A popularização do Estatuto dos Direitos Universais do
Homem resgatou a luta pela dignidade dos deficientes físicos,
gerou maior resistência ao racismo e alargou o espaço das mulheres
para reivindicarem igualdade.
Em meus verdes anos como cristão, quando divagava sobre o
futuro, não considerava as mudanças que viriam sobre minha igreja.
Dei meus primeiros passos na fé na Igreja Presbiteriana Central
de Fortaleza. Cumpri ritos de iniciação, no batismo, para me
integrar completamente em minha nova comunidade. Fiz de tudo
para enriquecê-la. Evangelizei, organizei congressos de jovens, dei
aulas na escola dominical. Ali, fiz bons amigos que ainda hoje
permanecem como referenciais para mim.
Nossos cultos seguiam rigorosamente a mesma liturgia, sempre
com reverência. A música vinha de um órgão. Cantávamos com
um hinário e depois ouvíamos o coral. As ofertas, trazidas ao
gazofilácio, precediam o sermão de vinte minutos.

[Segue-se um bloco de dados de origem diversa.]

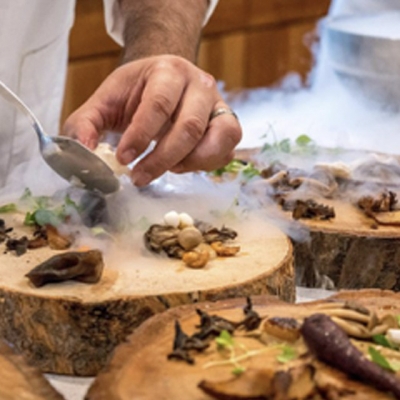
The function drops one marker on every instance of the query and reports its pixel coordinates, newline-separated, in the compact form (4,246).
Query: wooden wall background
(246,44)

Ocasionalmente,
fazia-se um apelo de conversão — com poucos decididos.
O culto terminava com um tríplice amém. Como nossa igreja
não era muito grande, nos conhecíamos intimamente. Gastávamos
horas conversando no terraço. Respirávamos um ambiente
comunitário. Muitas vezes, havia fofocas, mas chorávamos
quando alguém sofria; nos amávamos como uma família.
Quem, naqueles dias, poderia imaginar que as igrejas se
transformariam em mega-empresas, movimentando somas
astronômicas, conspirando pelo poder político e disputando, em
pé de igualdade, a hegemonia da mídia?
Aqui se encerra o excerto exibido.